Agreed. A well written AT script something like this: Each M T W Th R S Su 12:45 AM shutdown /l /r /y /c
Would do the trick... We have used that exact script for YEARS to nightly reboot a troublesome NT4 BDC at a remote location.
While we knew that this was not a great solution, no one needed to access the server at that time of night. Any right minded IT person should be able to see the flaw in the FAA's logic.
Coding my way to the next BSOD!
Search Microsoft's Knowledge Base for "49.7 days", and you'll find a few bugs, all of them related to storing uptime in milliseconds in an unsigned 32-bit integer. Two were reported in Windows 2000:
That rpcss.exe issue looks like a prime suspect. The OS doesn't crash, but, given the time-sensitive nature of air traffic control data, it's quite possible that the applications running on that server would degrade to the point of failure.
Both look like they were found, or at least entered into the KB, after the release of Windows 2000 Service Pack 4 (Nov. 2003), and hotfixes are available for both.
Note to Microsoft (or anyone else storing milliseconds, for that matter): unsigned 64-bit int!

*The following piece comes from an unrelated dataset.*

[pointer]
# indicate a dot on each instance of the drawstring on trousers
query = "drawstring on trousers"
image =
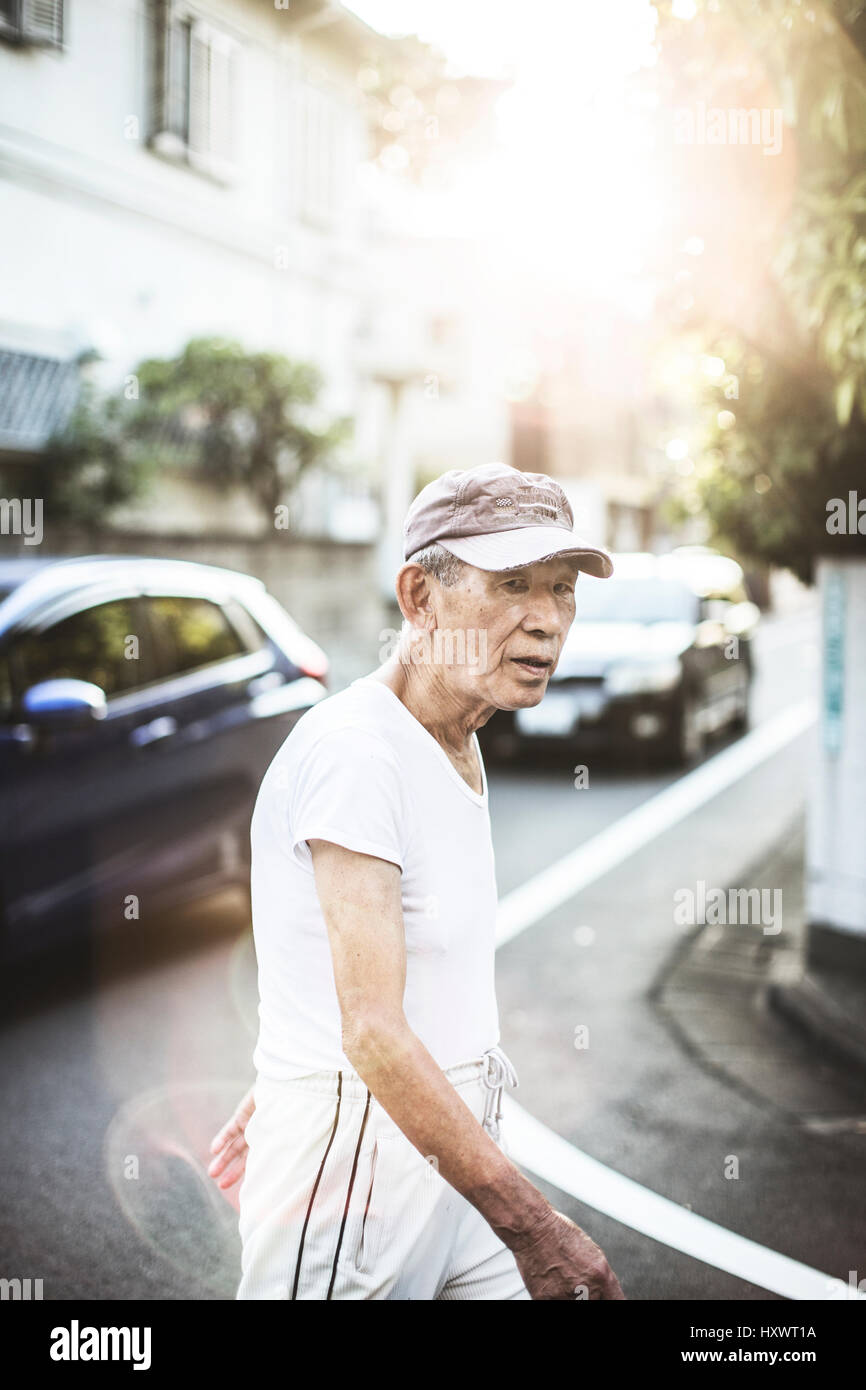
(496, 1072)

Instead of having to reboot every 49.7 days, you'll have to reboot every 213,503,982,334 days, give or take a leap-second.
This sig intentionally left blank.
and yes, 49.7 is an approximate value
The exact value is 49 and 59,929/84,375 days, or 49 days, 17 hours, 2 minutes, and 47.296 seconds (exact).

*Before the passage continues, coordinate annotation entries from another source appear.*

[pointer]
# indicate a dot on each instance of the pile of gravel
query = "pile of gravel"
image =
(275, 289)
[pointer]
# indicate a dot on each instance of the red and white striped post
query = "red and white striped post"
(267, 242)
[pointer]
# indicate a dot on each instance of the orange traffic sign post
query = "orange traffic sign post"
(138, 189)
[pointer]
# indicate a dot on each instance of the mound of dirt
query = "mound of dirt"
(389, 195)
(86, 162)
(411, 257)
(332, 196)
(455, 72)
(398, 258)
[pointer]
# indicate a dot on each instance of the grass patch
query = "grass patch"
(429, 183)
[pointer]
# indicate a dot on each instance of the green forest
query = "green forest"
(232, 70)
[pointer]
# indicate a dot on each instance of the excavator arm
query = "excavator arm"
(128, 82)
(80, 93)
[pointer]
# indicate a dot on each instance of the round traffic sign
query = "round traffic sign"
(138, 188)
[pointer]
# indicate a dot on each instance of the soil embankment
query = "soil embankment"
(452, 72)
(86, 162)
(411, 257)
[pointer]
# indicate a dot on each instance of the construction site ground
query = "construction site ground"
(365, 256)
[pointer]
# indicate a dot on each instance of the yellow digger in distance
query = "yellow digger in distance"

Hey, news for nerds, what did you expect...
Learn to love Alaska
Pilot here, and this has been a well known pecadillo of the tracking system for SoCal Approach for a few years. It's an application problem that came into being after an upgrade of the application, not the OS. It's a memory allocation error that retains some of the old tracking on the system, thus, the whole box needs to be rebooted every 45 days or the memory overloads and crashes the OS. Look guys, I'm a Linux user and all, but let's not run around blaming M$ for problems with buggy software apps.
"Curiosity killed the cat, but for a while I was a suspect."- Steven Wright
I used to write aviation message handling systems. We migrated from Tru64 (now extinct) to Linux and have had much better: performance, maintainability, hardware support, and reliability.

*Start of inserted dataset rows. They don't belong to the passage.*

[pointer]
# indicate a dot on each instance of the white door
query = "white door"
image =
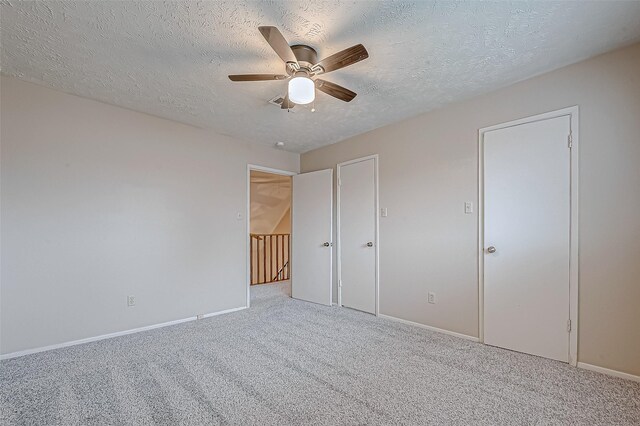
(526, 237)
(357, 218)
(311, 231)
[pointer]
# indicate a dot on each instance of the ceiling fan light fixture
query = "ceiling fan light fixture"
(302, 90)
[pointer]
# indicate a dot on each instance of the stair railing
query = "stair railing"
(270, 255)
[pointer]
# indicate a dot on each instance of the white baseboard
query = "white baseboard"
(111, 335)
(428, 327)
(614, 373)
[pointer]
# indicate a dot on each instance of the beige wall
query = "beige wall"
(99, 202)
(428, 169)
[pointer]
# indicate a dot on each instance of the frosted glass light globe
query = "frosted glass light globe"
(302, 90)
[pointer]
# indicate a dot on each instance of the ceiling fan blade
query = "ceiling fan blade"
(286, 103)
(344, 58)
(257, 77)
(335, 90)
(278, 43)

Of course, the code leap from Tru64 to Linux is quite small, which is the biggest reason why Linux was chosen.
Aviation expects 99.9999% uptime with absolutely no message loss, and we would achieve that with hot-standbys and MySQL mirroring. All circuits were split and would simultaneously enter both servers. Only the primary server would route the message.
No, we didn't require the customer to reboot. The system could run for years at a time.
Putting mission critical applications on Windows 95 is just plain stupid.
There is a rather more extreme case of this with the FAA - when first deployed, the cargo doors of the DC-10 were unsafe, with a failure mode that was likely to make the plane uncontrolable in flight.
This occured in flight, and through luck (which allowed some degree of control) and extraordinary airmanship, the plane was landed safely. (This is known as "The Windsor Incident.")
McDonnell-Douglas didn't want to do a proper redesign of the door mechanism, and the FAA head was a 'companies know best' political appointee, so the result was McD added little windows to the door so that the guy closing the door could look to see it had all engaged properly. (This was over vigourous opposition by the NTSB, who recognized the inadequacy of the fix.)
The situation: A single failure (not looking, or looking but not noticing an unsafe condition) by a non-safety trained close to minimum wage employee could cause the deaths of hundreds of people.
Result: over 300 dead when a Turkish Airlines DC-10 crashed near Paris. The guy who closed the door hadn't even been told he was supposed to check the little windows.
Safety critical systems must be tolerant of human error. If a single omission by a human leads to a hazardous situation, this is primarily the fault of the system, not the human.
Quattuor res in hoc mundo sanctae sunt: libri, liberi, libertas et liberalitas.